Можно ещё извинить, если множишь своё достоянье,
Долго желая прожить, так же как ворон, олень.
Если же близкая старость к тебе, человек, подступает,
Жажда несметных богатств пусть не коснётся ничуть!
Сгубишь иначе себя ты среди неизбывного горя,
А накопленье пойдёт быстро на пользу другим.
Адраст, оратор, однажды догнав муравья, не преминул,
Спину его оседлав, радостно, гордо кричать:
«Беллерофонт у тебя свой! Пегас мой, лети! Из героев
Самым известным я стал полуживым костяком!»
Зловонная Демострата (11, 240)
Ты, Демострата, воняешь не только сама, но козлиный
Запах и тот издаёт, кто с тобой рядом сидит.
(VI в. н.э.)
Брачной поры ты достигла. Хихикаешь, тайные знаки
Мне подаёшь. Ни к чему! Я не откликнусь на них!
Клятву ведь дал (и свидетели — камушка три предо мною),
Что никогда на тебя с ласкою не посмотрю.
Только один поцелуй от меня! Не причмокивай больше!
К губкам открытым твоим не прикасался никто.
Наши пути не сойдутся: другую я девушку встречу,
Будет достойней она нежных Киприды забав.
Призыв к выпивохам (11, 63)
Рты не пора ли открыть нам для Вакха пошире, пропойцы,
С чашею битву начать в радостном пире, друзья?!
Щедрый мы дар икарийской земли да пригубим и выпьем!
Триптолемея дары пусть позабавят других:
Там на сохе и быке, на рассохе и ручке от плуга,
На колоске золотом Коры заметна печать.
Если заставит судьба испытать нас томительный голод,
Тотчас насытит вполне Вакха изюм всех гуляк!
Время пришло пирушку в честь Вакха устроить, пьянчуги:
В нежном пора нам вине бедность свою потопить!
Чаша пусть будет кратером, давильня пускай превратится
В пифос, хранящий в себе радость густого вина.
Тотчас до дна осушив весь кратер с моим милым Лиэем,
Битву с юнцами начну из канастрийской земли.
Не испугаюсь тогда ни грома, ни бурного моря:
Смелость мне придаёт неустрашимый Лиэй.
Тщетные надежды (11, 375)
Возле могилы чихнул я, желая скорей убедиться,
Что наконец умерла, как загадал я, жена,
Но бесполезно чихнул: никакие известные беды
Не в состоянье помочь мне, ни болезнь и ни смерть.
Цветолюбивой пчеле ты подобна, Мелисса, — я знаю.
Запечатлелась в моём сердце твоя теплота.
С губ растекается мёд, когда ты сладострастно целуешь, —
Требуешь деньги когда, жалишь до боли меня!
Глянь, как худа Диоклея: ведь тоще самой Афродиты,
Но превосходит её нравом своим, красотой.
Хоть не велик у меня... но когда же на слабые груди
Я упаду, то к её самой приближусь душе!
Брось, Лисидика, уловки свои бесполезные.
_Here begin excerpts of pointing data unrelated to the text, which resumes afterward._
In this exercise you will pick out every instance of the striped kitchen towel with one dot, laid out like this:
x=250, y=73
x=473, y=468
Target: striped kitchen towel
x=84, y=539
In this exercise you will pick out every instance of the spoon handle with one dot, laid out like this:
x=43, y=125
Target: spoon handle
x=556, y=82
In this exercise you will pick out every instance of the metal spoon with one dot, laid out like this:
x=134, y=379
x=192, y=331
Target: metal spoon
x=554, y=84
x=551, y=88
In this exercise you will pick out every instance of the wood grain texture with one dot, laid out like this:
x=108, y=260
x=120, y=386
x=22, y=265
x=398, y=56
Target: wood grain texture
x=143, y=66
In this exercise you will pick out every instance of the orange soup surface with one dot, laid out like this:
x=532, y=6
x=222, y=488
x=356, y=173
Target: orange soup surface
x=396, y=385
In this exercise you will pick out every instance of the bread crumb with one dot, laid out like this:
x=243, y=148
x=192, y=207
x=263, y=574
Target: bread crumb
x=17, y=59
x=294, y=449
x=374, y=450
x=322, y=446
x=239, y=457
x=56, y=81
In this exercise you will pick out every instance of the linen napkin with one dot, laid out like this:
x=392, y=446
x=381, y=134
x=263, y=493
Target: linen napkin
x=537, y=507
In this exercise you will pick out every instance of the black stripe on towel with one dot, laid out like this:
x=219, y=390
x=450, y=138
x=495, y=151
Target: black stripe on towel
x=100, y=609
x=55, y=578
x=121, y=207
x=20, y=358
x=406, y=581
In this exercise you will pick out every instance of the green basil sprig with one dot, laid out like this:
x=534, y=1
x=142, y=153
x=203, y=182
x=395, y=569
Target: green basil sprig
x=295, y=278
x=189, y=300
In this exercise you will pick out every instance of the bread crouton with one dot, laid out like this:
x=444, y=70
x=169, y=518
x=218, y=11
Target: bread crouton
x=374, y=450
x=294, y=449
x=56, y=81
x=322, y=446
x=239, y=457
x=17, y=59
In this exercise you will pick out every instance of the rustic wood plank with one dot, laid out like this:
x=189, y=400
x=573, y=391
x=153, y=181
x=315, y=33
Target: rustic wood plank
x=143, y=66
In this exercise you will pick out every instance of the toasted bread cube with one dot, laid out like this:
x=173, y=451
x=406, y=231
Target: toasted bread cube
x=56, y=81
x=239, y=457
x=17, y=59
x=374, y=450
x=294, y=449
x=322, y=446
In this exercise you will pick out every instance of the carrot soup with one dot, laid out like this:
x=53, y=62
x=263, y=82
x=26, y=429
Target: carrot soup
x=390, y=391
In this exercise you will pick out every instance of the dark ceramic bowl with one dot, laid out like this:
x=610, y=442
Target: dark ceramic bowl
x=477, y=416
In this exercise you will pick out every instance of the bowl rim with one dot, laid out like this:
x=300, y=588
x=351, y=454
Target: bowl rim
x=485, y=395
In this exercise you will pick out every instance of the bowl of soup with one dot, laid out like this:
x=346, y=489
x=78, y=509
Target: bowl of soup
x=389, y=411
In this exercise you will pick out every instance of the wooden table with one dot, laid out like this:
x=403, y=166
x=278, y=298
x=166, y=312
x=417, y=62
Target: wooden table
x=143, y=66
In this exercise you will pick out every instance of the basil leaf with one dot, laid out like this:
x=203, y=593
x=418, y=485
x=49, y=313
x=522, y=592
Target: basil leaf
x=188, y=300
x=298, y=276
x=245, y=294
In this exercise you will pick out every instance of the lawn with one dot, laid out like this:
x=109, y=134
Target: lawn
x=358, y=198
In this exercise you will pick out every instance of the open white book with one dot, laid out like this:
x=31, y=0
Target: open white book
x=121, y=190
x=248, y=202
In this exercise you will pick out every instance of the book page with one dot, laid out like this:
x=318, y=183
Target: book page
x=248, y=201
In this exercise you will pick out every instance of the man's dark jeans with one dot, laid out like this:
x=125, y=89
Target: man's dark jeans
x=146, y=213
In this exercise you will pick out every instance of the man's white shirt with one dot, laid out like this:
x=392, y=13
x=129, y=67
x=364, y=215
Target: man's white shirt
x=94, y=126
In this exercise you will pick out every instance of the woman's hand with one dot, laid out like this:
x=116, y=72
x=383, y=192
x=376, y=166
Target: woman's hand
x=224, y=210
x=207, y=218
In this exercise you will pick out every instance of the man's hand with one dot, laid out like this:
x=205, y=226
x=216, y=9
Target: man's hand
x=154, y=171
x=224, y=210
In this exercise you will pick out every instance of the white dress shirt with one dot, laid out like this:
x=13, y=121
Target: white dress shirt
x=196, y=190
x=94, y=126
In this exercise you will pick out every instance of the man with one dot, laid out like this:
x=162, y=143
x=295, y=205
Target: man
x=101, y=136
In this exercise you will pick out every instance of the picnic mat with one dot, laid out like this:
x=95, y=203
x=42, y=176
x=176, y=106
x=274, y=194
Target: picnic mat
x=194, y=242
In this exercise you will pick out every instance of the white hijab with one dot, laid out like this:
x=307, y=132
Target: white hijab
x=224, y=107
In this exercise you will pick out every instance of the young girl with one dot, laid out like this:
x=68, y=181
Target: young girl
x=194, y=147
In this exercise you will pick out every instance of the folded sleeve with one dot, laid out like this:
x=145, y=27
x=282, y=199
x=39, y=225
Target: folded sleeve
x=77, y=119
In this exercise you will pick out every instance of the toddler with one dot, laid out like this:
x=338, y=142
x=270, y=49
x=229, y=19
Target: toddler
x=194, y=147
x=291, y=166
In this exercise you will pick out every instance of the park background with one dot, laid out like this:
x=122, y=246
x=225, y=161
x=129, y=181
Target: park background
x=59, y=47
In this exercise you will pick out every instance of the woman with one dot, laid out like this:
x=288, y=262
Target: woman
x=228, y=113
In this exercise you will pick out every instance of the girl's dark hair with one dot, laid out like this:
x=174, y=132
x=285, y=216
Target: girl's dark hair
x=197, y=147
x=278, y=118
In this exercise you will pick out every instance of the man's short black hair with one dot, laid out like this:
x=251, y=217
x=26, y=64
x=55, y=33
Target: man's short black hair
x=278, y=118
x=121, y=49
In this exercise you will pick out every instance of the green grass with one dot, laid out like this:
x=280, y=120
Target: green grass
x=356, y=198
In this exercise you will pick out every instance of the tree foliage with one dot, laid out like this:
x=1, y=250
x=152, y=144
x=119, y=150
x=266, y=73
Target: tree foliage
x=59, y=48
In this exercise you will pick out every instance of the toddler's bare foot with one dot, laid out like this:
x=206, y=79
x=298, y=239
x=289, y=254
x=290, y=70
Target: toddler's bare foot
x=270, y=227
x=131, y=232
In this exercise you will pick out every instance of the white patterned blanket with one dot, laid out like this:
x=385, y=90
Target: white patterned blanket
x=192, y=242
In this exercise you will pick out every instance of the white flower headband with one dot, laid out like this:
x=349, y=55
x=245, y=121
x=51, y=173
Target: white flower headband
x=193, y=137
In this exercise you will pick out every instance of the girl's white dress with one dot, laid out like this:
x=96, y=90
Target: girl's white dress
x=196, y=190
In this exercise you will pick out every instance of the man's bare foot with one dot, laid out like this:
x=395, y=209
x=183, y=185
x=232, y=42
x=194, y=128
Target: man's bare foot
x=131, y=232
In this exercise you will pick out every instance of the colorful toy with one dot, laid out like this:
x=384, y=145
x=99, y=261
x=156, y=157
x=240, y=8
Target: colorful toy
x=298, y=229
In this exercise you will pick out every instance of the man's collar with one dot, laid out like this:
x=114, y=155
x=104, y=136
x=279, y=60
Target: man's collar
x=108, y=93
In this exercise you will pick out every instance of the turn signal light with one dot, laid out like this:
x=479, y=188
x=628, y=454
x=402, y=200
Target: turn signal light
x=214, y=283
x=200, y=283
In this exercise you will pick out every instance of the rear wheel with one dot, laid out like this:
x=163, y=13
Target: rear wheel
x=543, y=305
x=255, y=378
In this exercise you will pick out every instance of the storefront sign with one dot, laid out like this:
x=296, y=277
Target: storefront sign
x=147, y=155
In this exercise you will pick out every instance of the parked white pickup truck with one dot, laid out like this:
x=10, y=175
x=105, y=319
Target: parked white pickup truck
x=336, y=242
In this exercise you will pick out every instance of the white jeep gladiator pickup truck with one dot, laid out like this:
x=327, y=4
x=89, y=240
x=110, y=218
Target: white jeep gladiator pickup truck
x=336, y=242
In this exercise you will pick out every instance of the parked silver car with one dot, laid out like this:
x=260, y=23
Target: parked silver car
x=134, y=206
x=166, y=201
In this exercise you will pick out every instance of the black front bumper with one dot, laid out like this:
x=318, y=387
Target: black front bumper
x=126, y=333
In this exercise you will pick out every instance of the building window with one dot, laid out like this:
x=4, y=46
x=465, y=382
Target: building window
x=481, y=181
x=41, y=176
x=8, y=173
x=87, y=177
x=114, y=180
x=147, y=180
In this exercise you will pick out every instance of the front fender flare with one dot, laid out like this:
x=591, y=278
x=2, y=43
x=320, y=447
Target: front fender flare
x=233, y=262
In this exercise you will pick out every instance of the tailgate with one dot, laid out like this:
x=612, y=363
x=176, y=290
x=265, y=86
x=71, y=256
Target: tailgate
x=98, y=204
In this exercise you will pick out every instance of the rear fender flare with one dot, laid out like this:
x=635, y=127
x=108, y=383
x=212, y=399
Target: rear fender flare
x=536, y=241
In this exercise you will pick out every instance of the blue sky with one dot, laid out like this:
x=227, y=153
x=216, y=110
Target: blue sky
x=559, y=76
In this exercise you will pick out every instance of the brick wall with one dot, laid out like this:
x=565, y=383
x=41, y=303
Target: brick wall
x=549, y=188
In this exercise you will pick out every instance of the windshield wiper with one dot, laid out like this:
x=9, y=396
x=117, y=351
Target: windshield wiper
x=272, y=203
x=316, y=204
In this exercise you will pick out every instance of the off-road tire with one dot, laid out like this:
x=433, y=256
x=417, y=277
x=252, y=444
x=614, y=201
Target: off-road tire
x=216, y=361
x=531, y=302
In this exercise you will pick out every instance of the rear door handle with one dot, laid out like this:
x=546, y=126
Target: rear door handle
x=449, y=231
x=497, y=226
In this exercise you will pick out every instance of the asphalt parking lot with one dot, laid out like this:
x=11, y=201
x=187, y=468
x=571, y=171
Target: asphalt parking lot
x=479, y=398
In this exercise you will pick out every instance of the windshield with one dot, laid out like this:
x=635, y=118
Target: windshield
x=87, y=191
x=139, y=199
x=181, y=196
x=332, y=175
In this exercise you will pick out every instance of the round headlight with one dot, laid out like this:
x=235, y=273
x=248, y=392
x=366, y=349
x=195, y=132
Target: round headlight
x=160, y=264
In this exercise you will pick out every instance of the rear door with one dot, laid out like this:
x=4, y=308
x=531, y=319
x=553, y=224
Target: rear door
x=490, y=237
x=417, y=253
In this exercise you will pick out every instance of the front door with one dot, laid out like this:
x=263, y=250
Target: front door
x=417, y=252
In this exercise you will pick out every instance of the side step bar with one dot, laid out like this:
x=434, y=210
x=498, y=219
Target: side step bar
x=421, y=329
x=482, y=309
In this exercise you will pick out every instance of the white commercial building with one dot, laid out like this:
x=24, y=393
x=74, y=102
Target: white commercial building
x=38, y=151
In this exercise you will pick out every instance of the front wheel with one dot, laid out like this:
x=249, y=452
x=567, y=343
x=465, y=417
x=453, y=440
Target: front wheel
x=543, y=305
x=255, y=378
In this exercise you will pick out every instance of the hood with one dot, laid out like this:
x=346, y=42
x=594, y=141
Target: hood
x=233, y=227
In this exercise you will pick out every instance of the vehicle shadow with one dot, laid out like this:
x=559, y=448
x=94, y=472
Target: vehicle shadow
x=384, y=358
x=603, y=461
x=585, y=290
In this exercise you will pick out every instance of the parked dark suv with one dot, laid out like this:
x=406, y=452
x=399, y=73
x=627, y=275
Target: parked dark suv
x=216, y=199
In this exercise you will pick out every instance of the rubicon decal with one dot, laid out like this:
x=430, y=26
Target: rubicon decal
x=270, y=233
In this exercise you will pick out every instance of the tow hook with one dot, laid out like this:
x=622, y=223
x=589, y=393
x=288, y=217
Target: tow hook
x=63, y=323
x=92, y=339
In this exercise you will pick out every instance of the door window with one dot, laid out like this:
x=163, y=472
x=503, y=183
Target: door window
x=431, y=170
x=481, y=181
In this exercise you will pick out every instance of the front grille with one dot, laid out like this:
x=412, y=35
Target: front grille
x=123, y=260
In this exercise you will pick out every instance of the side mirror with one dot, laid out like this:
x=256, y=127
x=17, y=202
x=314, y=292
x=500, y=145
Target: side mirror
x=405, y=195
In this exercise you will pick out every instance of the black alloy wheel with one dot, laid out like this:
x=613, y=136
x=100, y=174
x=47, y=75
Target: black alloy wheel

Надо ль,
Мимо меня проходя, бёдрами плавно качать?
Тонкий твой пеплос не стоит присборивать в складки: я вижу
Ведь, как мелькает, и так, тело нагое твоё.
Если игра по душе тебе эта придётся смешная,
Страстно смогу я тебя тканью тончайшей покрыть.
Любовь и богатство (5, 113)
Был, Сосикрат, ты богатым — любил, бедняком оказался —
Чувство утратил любви. Голод лекарством слывёт!
Прежде тебя называвшей «нежным Адонисом», «мирром»,
Менофилой теперь ты прочно забыт навсегда.
«Как тебя звать? — говорит. — Где родился?» Согласен ли с мыслью:
Кто не владеет ничем, нет у того и друзей.
О благовонная Исия, мирром хотя ты и пахнешь,
Всё же проснись и прими в милые руки венок.
Он расцветает теперь, а с приходом зари убедишься:
Быстро завянут цветы, юности вторя твоей.
Свидетель-светильник (5, 128)
Грудью к груди и сосками к соскам Антигоны прильнул я,
Губы прижаты к губам — сладость вкушаю сполна!
Тело моё с её телом сливается... Я умолкаю...
Видел светильник один всё, что случилось затем.
Щебет беспечный теперь возле дуба умерь же и песен,
Место на ветке найдя, больше не пой ты своих:
Дерево это — злой враг твой. Его избегая, лети в край
Тот, где, сокрытый листвой, зреет в тени виноград!
Лапку пристроив на ветке, запой в полный голос, дроздёнок,
Сладкие звуки вокруг лоз испуская из уст!
Птицам несёт дуб, увитый омелой, опасность, тогда как
Дарит лоза виноград: Бахус всех любит певцов.